CORNBREAD CHILI BAKE
My husband has loved this recipe since the day we were married. He requests it often. It's easy to make, and I usually have the ingredients on hand.-Becky Grubaugh, Newton, Illinois
Provided by Taste of Home
Categories Dinner
Time 45m
Yield 6 servings.
Number Of Ingredients 4
Steps:
- Place chili beans in a greased 8-in. square baking dish. Top with onion and cheese. Prepare cornbread mix according to package directions. , Drop batter by spoonfuls over cheese. Bake, uncovered, at 350° for 30-35 minutes or until golden brown. Serve immediately.
Nutrition Facts :
PUMPKIN CHILI CORNBREAD BAKE
Fall's favorite dinner, pumpkin chili, cooked up casserole style with a layer of glorious pumpkin cornbread baked right over the top. The perfect cornbread-to-chili ratio, right here!
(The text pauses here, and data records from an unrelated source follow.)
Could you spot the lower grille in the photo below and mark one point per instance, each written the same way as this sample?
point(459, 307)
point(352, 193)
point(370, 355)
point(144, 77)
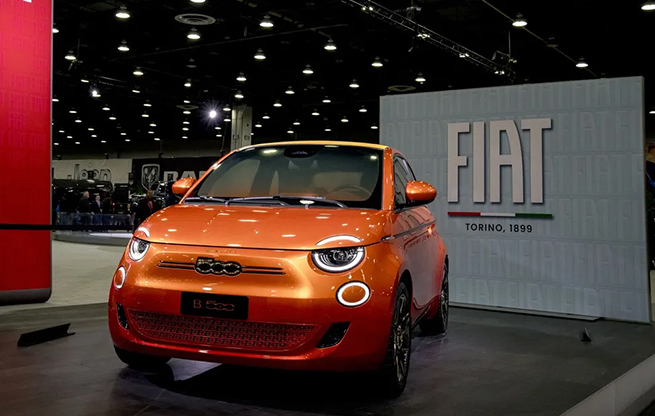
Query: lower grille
point(224, 333)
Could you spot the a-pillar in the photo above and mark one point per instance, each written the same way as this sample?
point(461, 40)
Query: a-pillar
point(241, 127)
point(25, 150)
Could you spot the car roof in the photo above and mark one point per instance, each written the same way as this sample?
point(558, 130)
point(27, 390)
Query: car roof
point(322, 142)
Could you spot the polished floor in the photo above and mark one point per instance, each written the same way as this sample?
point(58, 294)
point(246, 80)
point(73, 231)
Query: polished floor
point(490, 363)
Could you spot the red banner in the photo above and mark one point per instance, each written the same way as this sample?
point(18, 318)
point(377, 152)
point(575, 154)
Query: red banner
point(25, 149)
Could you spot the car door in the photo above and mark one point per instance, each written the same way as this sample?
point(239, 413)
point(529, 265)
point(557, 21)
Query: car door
point(413, 231)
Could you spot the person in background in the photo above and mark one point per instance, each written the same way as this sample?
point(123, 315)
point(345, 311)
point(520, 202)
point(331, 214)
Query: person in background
point(146, 207)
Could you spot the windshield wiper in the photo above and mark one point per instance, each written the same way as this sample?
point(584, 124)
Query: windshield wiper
point(204, 198)
point(280, 199)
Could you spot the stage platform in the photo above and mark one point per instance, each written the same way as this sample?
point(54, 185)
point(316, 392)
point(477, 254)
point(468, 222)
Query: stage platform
point(490, 363)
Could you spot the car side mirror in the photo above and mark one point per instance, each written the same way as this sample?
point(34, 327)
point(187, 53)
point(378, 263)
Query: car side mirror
point(182, 186)
point(419, 193)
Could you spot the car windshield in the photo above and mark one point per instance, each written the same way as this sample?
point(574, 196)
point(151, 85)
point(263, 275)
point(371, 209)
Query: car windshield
point(325, 175)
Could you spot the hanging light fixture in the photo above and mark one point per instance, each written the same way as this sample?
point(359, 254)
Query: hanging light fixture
point(260, 55)
point(267, 22)
point(330, 46)
point(519, 21)
point(122, 13)
point(193, 34)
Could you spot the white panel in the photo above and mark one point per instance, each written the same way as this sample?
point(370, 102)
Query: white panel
point(579, 157)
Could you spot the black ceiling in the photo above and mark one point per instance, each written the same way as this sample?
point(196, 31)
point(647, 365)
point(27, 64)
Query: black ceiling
point(612, 38)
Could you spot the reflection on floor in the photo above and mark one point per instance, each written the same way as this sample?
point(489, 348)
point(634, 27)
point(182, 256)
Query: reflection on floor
point(81, 274)
point(490, 363)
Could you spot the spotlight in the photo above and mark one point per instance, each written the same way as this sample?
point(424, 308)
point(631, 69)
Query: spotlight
point(260, 55)
point(193, 34)
point(519, 21)
point(330, 46)
point(267, 22)
point(122, 13)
Provided by Kare for Kitchen Treaty
Time 50m
Number Of Ingredients 29
Steps:
- Preheat oven to 375 degrees Fahrenheit.
- Make the pumpkin chili. To a medium pot over medium-low heat, add the olive oil. When hot, add the onion. Cook, stirring occasionally, until translucent. Add the chili powder, cumin, cinnamon, and cloves and cook, stirring constantly, for another minute. Add the tomatoes, beans, pumpkin, jalapeno, cocoa powder, and salt. Stir to combine. Bring to a simmer, stirring occasionally, then remove from heat.
- Prepare the pumpkin cornbread. In a medium bowl, whisk together the pumpkin, milk, oil, brown sugar, and egg. Place a sifter over the wet ingredients and add the cornmeal, flour, cinnamon, cloves, baking powder, baking soda, and salt. Sift together over the wet ingredients (if there are any larger particles of cornmeal remaining, just pour it in.)
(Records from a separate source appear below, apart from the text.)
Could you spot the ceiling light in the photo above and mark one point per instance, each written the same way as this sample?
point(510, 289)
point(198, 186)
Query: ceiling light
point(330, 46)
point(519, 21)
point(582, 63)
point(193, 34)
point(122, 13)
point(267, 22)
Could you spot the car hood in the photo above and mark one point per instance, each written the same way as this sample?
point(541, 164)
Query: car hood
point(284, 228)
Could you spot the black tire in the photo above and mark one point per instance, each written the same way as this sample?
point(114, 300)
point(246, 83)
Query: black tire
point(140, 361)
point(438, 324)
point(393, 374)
- Use a wire whisk to combine the ingredients, switching to a wooden spoon or spatula/scraper if needed and mixing just until incorporated and no more.
- Pour the chili into a 2.5- to 3- quart baking dish (I use a 13"x9" dish). Pour the cornbread over the top, carefully spreading to the edges. Arrange jalapeno slices on top if desired.
- Bake 35-40 minutes, until cornbread is cooked through - check by inserting a toothpick into the cornbread and if it comes out clean, you're good.
- Scoop out individual servings and pass assorted toppings around the table if desired.
Tips:
- Use fresh or frozen corn. Fresh corn is best, but frozen corn will work just fine. If using frozen corn, thaw it before using.
- Be generous with the cheese. The more cheese you use, the more delicious the cornbread chili bake will be. Use a good quality cheese that will melt well, such as cheddar, Monterey Jack, or Pepper Jack.
- Don't overcook the chili. The chili should be cooked through, but not overcooked. Overcooked chili will be tough and dry.
- Serve the cornbread chili bake with your favorite toppings. Some popular toppings include sour cream, guacamole, salsa, and shredded cheese.
Conclusion:
Cornbread chili bake is a delicious and easy-to-make dish that is perfect for a weeknight meal. It is also a great way to use up leftover chili. With its combination of cornbread, chili, and cheese, this dish is sure to be a hit with your family and friends.